Credits for meal deliveries, dry cleaning
The time-banking system highlights work activities that aren’t typically recognized or that support the flexibility of a colleague. In clinical care, this would include a physician stepping in to fill a shift at the last minute for a colleague who needs support. It can also include teaching or mentoring students and sitting in on an institutional committee.
When these occur, a physician can receive credits to purchase time in the form of academic support activities, such as manuscript editing, grant writing, PowerPoint design help, lab management or speech coaching. Credits can also be used for home-support activities to help free up time including house cleaning, meal deliveries and dry cleaning.
“It’s taking work activities that are essential, but either not fully recognized or they’re supporting the needs of a colleague, and turning those into credits you can use to free up time,” Fassiotto said.
One physician planned to use his credits to help his pregnant wife after she gave birth. He also donated some of his credits to a colleague he knew would be “picking up the slack” for him when he was out.
In ED, personal time urgently needed
After the pilot completed in 2014, the emergency department at Stanford Medicine adapted the time-banking program to fit its individual needs.
“[The ED] has found that it had been incredibly helpful for morale within the team—it increased collegiality,” said Fassiotto. “They also used it in recruitment when they talked about the program to other people and found that having the program made people more appreciative members of the department.”
“For us, one of the things is we have a lot of balls in the air,” said Cori Poffenberger, MD, a clinical assistant professor of emergency medicine and director of faculty development and wellness in the department at Stanford. “A lot of that is your job requirement, but there are always things that come up that you’re asked to do more.”
“Whether it is to cover for a colleague last minute or help teach a course that is not part of your normal duty, we try to do those things because we want to help each other out and we’re good citizens of our workplace,” she said.
“If I volunteer to teach in someone else’s course for an hour or two, then I get credits and I can use that to order groceries because I couldn’t go to the grocery store,” Dr. Poffenberger said. “You can also use the credits, as well, to get grant writing support or help with presentations when you’re giving a lecture.”
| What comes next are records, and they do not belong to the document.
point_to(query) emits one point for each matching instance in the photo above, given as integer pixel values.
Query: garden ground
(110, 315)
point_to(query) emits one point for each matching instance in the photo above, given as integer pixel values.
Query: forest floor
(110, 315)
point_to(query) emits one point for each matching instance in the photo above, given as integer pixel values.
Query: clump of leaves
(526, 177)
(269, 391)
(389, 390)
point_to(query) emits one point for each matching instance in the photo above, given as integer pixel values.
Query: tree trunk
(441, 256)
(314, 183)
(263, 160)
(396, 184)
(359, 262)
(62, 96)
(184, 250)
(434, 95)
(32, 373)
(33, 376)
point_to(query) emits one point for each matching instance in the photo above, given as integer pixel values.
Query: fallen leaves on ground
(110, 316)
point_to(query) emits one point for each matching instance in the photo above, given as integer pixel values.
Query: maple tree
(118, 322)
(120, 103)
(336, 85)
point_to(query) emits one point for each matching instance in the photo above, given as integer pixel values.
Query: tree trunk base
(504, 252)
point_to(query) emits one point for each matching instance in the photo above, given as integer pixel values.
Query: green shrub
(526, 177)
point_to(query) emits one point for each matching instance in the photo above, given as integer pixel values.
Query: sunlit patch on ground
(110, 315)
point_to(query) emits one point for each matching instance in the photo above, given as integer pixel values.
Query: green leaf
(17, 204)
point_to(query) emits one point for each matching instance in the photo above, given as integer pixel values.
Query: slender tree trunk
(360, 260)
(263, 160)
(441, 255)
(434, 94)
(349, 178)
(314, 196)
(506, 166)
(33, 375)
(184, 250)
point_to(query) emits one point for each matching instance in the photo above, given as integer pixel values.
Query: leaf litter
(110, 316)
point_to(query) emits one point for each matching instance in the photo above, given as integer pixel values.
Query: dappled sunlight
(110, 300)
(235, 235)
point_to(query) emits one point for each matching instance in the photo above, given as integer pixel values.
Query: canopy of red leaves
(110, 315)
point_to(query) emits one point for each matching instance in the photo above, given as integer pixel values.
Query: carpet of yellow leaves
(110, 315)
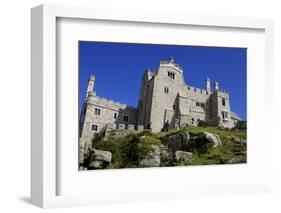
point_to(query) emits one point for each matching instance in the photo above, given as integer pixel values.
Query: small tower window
(171, 75)
(97, 111)
(94, 128)
(223, 101)
(126, 118)
(224, 115)
(166, 90)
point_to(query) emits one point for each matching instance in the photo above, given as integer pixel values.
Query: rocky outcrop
(183, 157)
(178, 141)
(99, 159)
(153, 158)
(213, 138)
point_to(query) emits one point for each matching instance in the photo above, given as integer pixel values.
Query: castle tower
(172, 60)
(208, 85)
(216, 86)
(91, 84)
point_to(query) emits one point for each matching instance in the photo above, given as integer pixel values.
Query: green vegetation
(129, 150)
(221, 154)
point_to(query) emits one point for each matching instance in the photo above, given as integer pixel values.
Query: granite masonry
(165, 101)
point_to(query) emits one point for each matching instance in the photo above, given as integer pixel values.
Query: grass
(129, 150)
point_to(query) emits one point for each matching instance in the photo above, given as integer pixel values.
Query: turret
(91, 84)
(208, 85)
(216, 86)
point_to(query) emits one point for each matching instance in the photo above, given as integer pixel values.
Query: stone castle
(165, 100)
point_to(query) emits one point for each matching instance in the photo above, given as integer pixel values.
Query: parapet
(171, 62)
(93, 98)
(198, 90)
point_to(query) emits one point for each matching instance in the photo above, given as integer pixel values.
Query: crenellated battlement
(97, 99)
(172, 63)
(197, 90)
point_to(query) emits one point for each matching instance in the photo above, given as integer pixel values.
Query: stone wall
(108, 112)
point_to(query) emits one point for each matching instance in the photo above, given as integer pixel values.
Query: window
(126, 118)
(95, 128)
(171, 75)
(223, 101)
(224, 115)
(97, 111)
(166, 90)
(200, 104)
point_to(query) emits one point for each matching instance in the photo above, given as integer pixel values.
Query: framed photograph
(129, 106)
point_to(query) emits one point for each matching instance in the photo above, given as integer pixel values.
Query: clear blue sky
(118, 68)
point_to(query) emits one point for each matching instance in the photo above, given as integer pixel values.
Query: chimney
(216, 86)
(208, 85)
(91, 84)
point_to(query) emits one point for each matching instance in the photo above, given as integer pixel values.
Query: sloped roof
(235, 116)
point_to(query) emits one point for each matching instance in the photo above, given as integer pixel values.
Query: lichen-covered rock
(235, 160)
(153, 158)
(182, 156)
(102, 155)
(99, 159)
(213, 138)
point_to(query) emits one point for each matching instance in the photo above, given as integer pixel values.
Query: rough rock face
(183, 156)
(178, 141)
(100, 159)
(153, 158)
(215, 139)
(102, 155)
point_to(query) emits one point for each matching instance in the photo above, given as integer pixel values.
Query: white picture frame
(44, 153)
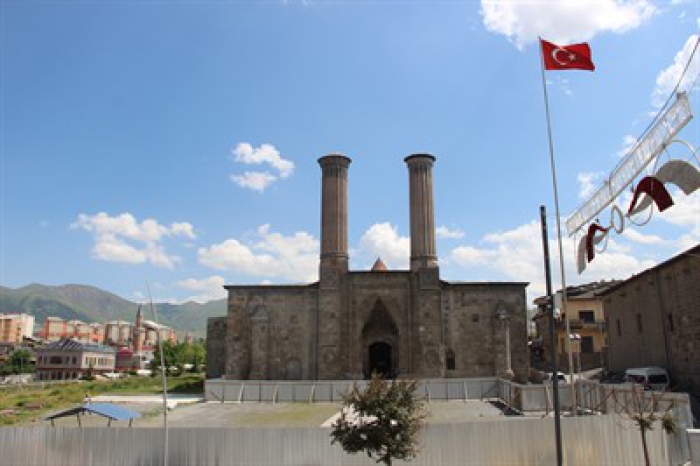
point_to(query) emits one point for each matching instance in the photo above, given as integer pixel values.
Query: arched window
(449, 359)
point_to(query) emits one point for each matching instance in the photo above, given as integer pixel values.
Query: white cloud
(207, 289)
(383, 240)
(265, 154)
(257, 181)
(668, 78)
(469, 256)
(588, 183)
(123, 239)
(685, 212)
(637, 237)
(522, 21)
(517, 255)
(446, 233)
(292, 257)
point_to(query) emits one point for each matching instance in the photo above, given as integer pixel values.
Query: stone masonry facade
(653, 319)
(406, 323)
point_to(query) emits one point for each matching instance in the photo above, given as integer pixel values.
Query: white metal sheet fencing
(694, 441)
(587, 440)
(591, 396)
(333, 390)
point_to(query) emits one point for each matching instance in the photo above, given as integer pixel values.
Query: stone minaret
(137, 333)
(420, 181)
(334, 212)
(328, 358)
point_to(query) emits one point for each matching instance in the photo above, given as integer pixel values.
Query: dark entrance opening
(380, 359)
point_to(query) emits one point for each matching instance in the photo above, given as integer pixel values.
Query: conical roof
(379, 266)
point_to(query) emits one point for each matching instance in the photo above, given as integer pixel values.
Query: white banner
(643, 153)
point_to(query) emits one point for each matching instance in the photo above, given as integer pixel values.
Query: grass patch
(23, 404)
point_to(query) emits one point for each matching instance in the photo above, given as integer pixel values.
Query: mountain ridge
(91, 304)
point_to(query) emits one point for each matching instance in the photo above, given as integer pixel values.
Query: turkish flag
(566, 57)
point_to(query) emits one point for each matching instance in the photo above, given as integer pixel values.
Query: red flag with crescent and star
(566, 57)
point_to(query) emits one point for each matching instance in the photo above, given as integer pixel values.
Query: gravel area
(189, 413)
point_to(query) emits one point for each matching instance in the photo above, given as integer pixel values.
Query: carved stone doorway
(380, 343)
(380, 359)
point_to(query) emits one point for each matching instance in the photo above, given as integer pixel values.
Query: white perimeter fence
(587, 440)
(592, 397)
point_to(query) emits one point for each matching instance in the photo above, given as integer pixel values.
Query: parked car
(652, 378)
(563, 378)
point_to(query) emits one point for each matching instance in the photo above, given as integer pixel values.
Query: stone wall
(216, 347)
(476, 337)
(271, 332)
(654, 319)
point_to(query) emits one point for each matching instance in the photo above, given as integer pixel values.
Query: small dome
(379, 266)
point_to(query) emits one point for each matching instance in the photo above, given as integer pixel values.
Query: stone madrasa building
(405, 323)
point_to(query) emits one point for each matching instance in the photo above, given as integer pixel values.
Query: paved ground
(214, 414)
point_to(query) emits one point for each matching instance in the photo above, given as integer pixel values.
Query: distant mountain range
(90, 304)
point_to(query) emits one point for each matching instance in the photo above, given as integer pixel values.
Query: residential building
(654, 320)
(586, 323)
(56, 328)
(14, 327)
(70, 359)
(118, 332)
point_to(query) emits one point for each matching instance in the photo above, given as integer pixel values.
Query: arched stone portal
(380, 359)
(380, 343)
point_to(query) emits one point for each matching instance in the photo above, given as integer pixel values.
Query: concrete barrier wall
(589, 440)
(694, 443)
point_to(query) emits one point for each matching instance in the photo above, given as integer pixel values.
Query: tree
(384, 420)
(644, 409)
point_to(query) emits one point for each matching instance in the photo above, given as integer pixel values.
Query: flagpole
(564, 300)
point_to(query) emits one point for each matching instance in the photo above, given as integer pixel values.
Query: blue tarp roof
(108, 410)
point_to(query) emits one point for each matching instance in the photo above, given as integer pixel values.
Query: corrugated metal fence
(590, 440)
(272, 391)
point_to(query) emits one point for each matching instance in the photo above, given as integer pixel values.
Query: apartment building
(15, 327)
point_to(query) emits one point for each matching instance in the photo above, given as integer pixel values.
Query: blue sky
(175, 143)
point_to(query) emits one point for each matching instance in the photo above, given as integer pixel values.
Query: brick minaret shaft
(334, 211)
(420, 181)
(136, 335)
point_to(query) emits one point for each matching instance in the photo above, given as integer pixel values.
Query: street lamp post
(163, 370)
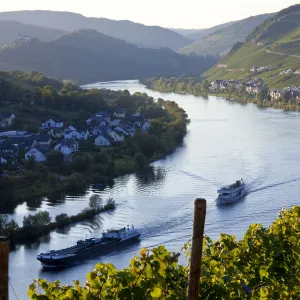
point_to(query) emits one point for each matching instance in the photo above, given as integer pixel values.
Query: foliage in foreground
(264, 265)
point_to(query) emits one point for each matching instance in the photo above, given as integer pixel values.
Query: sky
(167, 13)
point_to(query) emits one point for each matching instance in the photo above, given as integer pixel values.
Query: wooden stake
(4, 250)
(197, 243)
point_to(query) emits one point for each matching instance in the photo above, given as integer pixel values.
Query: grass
(279, 34)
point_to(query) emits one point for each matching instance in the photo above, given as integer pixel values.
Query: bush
(265, 264)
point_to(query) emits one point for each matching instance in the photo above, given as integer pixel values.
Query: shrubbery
(265, 264)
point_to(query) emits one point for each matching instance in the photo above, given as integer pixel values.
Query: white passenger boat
(232, 193)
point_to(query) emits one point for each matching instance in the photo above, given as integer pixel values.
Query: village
(102, 129)
(254, 86)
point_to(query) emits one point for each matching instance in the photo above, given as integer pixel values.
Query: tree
(140, 160)
(79, 163)
(55, 160)
(263, 94)
(95, 202)
(263, 265)
(205, 85)
(31, 164)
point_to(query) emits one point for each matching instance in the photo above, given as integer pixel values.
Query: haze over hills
(222, 40)
(10, 30)
(138, 34)
(88, 56)
(201, 33)
(274, 44)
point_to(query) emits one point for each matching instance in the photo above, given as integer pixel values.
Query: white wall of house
(102, 141)
(52, 124)
(72, 135)
(3, 161)
(116, 136)
(146, 126)
(33, 152)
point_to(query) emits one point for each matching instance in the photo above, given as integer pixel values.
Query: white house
(67, 146)
(136, 114)
(50, 123)
(3, 161)
(34, 152)
(71, 134)
(99, 130)
(120, 113)
(6, 119)
(116, 136)
(115, 123)
(126, 129)
(102, 140)
(146, 126)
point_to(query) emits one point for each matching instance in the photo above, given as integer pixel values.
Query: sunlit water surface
(225, 141)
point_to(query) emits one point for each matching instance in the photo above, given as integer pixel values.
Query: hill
(274, 44)
(138, 34)
(88, 56)
(11, 30)
(222, 40)
(201, 33)
(186, 32)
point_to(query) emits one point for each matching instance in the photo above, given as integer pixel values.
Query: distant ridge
(10, 30)
(138, 34)
(222, 40)
(274, 44)
(88, 56)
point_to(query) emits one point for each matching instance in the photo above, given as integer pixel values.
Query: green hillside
(89, 56)
(222, 40)
(10, 30)
(134, 33)
(274, 44)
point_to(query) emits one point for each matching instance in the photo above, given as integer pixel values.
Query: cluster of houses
(256, 69)
(287, 72)
(103, 128)
(293, 91)
(252, 87)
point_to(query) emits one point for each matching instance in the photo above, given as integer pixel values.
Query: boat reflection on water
(232, 193)
(110, 241)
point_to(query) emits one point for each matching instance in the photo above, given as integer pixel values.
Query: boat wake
(250, 191)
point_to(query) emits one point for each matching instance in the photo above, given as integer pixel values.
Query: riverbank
(99, 165)
(38, 225)
(189, 86)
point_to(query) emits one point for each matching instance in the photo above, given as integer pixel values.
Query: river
(225, 141)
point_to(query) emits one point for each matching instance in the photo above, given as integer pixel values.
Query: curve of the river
(225, 141)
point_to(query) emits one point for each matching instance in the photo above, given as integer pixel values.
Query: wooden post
(4, 250)
(196, 254)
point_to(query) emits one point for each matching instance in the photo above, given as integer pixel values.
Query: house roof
(5, 115)
(106, 136)
(102, 129)
(67, 142)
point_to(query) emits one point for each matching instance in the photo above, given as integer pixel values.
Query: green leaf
(263, 272)
(156, 293)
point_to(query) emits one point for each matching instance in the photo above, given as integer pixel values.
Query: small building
(103, 140)
(51, 123)
(38, 154)
(117, 136)
(3, 161)
(120, 113)
(67, 146)
(146, 126)
(6, 119)
(115, 123)
(99, 130)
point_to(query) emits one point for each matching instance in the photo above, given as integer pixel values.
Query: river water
(225, 141)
“We try to make it really focused on those things that will restore that time to you, given the extra time you’re putting into work,” she added.
Junior faculty members can also earn more credits than their senior counterparts because of their already large clinical load and their desire to publish in peer-reviewed journals. About 70 percent of the time-banking funds that are used in the ED are by junior faculty.
“One of the unintended benefits is that I’ve seen it encourage faculty and residents to be more supportive of each other, to recognize what other faculty members are doing,” said Dr. Poffenberger. “The camaraderie and congeniality in our department has improved because of this program. The message it sends about how we support people is really powerful.”